A carbon isotope reference curve for ca. 1700-1575 Ma, McArthur and Mount Isa Basins, northern Australia

Shallow marine Paleo- and Mesoproterozoic sedimentary successions are widely distributed in several major basins across northern Australia. The successions are only gently deformed, and their stratigraphy is relatively continuous, thus offering an ideal opportunity to document secular variations in carbon isotopes. Marine carbonate intervals from two of these major basins, the McArthur and Mount Isa Basins, have been sampled to document secular variation in δ¹³C(carb) from approximately 1700 to 1575 Ma. In all cases, the samples have been tied to a well established sequence stratigraphy which, along with U-Pb SHRIMP zircon dates, provides a time resolution of the order of 1 m.y. The data presented here thus provide the most comprehensive and best dated δ¹³C(carb) stratigraphy yet obtained from such ancient rocks. Diagenesis occurred early in the carbonate rocks from both basins with the result that fluid movements were restricted and primary carbon isotopic signatures were retained.
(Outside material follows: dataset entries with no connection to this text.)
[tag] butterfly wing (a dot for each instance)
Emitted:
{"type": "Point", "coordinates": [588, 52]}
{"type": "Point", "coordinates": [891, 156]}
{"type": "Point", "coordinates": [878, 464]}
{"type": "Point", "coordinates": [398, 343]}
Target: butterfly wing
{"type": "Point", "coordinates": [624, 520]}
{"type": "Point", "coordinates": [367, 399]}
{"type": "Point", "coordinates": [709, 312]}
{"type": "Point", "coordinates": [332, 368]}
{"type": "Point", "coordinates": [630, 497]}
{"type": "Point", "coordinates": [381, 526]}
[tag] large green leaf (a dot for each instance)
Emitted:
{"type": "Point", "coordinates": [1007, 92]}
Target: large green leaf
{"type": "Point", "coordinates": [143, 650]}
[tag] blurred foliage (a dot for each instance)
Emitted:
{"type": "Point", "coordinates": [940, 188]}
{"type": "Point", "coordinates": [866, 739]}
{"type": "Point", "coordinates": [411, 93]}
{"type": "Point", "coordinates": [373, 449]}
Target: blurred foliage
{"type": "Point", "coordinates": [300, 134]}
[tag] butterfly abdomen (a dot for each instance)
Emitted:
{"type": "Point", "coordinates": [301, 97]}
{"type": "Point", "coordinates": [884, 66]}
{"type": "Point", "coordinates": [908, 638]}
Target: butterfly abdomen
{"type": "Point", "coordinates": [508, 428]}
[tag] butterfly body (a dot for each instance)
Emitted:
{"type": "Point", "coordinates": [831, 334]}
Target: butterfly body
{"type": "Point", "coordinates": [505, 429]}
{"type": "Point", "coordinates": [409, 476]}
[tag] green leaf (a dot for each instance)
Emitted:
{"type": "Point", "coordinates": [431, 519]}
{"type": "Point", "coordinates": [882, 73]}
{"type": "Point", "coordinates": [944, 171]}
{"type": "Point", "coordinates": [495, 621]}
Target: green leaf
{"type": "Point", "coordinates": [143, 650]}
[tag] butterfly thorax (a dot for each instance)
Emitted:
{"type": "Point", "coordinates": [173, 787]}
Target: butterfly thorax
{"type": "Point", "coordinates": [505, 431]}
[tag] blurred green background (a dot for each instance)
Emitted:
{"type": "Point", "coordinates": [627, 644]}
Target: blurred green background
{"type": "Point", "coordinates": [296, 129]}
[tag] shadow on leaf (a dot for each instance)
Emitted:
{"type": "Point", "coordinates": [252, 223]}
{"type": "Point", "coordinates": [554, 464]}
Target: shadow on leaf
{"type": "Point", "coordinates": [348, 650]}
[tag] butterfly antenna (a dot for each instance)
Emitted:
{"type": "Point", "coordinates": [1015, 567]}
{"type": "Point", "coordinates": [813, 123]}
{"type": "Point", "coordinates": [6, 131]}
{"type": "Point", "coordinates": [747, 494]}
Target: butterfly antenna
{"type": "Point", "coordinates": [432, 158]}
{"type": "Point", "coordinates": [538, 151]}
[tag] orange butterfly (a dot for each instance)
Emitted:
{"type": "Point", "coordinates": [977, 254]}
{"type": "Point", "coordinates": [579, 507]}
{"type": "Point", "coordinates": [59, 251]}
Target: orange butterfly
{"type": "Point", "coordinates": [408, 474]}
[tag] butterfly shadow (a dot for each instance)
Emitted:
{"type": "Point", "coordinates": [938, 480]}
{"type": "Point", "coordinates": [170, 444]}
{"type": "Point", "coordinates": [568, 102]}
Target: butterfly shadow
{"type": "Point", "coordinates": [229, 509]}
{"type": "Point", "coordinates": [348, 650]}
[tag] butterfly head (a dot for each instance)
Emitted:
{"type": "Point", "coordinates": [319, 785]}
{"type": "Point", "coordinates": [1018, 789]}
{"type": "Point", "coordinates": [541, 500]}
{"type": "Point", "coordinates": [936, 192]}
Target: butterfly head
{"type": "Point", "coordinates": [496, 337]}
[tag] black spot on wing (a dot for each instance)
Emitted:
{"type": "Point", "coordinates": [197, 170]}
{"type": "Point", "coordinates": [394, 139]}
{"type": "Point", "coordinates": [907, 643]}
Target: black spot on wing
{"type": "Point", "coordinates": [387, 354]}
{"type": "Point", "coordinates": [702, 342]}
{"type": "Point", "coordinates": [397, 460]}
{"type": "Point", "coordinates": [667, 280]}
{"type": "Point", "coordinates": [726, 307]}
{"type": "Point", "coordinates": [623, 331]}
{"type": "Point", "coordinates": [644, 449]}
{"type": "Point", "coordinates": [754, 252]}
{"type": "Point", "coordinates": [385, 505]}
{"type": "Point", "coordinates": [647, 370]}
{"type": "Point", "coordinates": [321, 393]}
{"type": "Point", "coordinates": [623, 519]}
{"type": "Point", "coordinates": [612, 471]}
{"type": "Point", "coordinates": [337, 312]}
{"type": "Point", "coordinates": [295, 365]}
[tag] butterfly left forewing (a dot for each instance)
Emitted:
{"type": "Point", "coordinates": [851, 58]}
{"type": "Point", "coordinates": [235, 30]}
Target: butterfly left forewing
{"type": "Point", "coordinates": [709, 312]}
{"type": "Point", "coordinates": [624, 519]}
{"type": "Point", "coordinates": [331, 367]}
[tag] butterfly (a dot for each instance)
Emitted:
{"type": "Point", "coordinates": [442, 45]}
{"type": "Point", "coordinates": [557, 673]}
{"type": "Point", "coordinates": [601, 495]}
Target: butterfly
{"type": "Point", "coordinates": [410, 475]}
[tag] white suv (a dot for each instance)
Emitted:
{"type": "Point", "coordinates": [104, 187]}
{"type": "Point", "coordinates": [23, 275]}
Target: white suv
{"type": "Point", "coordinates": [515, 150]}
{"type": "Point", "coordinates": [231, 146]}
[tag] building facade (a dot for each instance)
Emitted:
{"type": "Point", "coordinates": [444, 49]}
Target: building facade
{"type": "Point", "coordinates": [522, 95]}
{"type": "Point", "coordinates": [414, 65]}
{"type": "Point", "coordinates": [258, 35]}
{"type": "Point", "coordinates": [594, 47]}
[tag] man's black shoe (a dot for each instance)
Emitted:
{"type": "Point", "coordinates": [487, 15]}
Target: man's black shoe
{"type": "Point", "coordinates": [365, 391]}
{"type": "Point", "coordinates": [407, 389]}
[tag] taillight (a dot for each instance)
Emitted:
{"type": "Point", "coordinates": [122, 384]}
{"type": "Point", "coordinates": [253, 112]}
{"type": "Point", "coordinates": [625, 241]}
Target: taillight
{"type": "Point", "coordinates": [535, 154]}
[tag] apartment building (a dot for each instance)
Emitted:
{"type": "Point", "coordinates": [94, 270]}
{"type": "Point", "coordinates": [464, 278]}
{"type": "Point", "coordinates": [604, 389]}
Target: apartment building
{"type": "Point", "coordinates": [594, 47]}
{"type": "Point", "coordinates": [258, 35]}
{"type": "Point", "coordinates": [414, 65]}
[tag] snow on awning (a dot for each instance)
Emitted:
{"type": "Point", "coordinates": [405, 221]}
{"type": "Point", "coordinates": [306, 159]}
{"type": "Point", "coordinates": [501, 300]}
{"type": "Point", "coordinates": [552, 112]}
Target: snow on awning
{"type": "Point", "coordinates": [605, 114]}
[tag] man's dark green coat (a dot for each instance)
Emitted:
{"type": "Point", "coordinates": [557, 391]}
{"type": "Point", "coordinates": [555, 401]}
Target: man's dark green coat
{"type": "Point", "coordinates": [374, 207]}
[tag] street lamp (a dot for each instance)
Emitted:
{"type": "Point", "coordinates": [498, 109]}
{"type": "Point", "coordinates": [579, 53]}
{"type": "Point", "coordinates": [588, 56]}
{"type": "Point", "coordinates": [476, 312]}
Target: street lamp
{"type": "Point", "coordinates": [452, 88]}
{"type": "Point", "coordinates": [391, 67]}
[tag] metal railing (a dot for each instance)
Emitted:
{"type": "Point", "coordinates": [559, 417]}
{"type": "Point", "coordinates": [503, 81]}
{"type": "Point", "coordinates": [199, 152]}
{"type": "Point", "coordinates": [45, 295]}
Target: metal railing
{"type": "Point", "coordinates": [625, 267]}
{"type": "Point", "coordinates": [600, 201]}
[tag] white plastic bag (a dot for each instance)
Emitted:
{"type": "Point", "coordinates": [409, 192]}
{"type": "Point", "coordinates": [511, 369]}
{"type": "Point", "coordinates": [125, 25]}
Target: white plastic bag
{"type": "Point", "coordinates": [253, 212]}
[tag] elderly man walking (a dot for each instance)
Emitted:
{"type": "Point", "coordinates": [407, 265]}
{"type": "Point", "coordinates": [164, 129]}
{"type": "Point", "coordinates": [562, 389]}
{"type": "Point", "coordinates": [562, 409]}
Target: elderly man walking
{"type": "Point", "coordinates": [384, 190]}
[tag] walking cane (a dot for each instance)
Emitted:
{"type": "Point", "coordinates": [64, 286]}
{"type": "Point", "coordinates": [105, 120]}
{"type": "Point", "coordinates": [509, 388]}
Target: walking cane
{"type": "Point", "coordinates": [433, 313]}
The δ¹³C(carb) values from both basins vary within a very narrow range around a mean of -0.6‰, with extreme values seldom lying further than 1‰ from the mean. That is, the curves are essentially flat. The results of this study, combined with earlier studies on younger rocks, imply that the global ocean reached a state of equilibrium in the mid-Paleoproterozoic and remained stable for much of the following billion years. Current models of the ocean suggest that to maintain the carbon mass balance relatively low levels of tectonic activity would be required, which in turn suggests that the availability of nutrients, such as phosphorus, was stable and low. Prolonged nutrient stability may therefore have exerted a major influence upon the evolution of the biosphere over this time interval.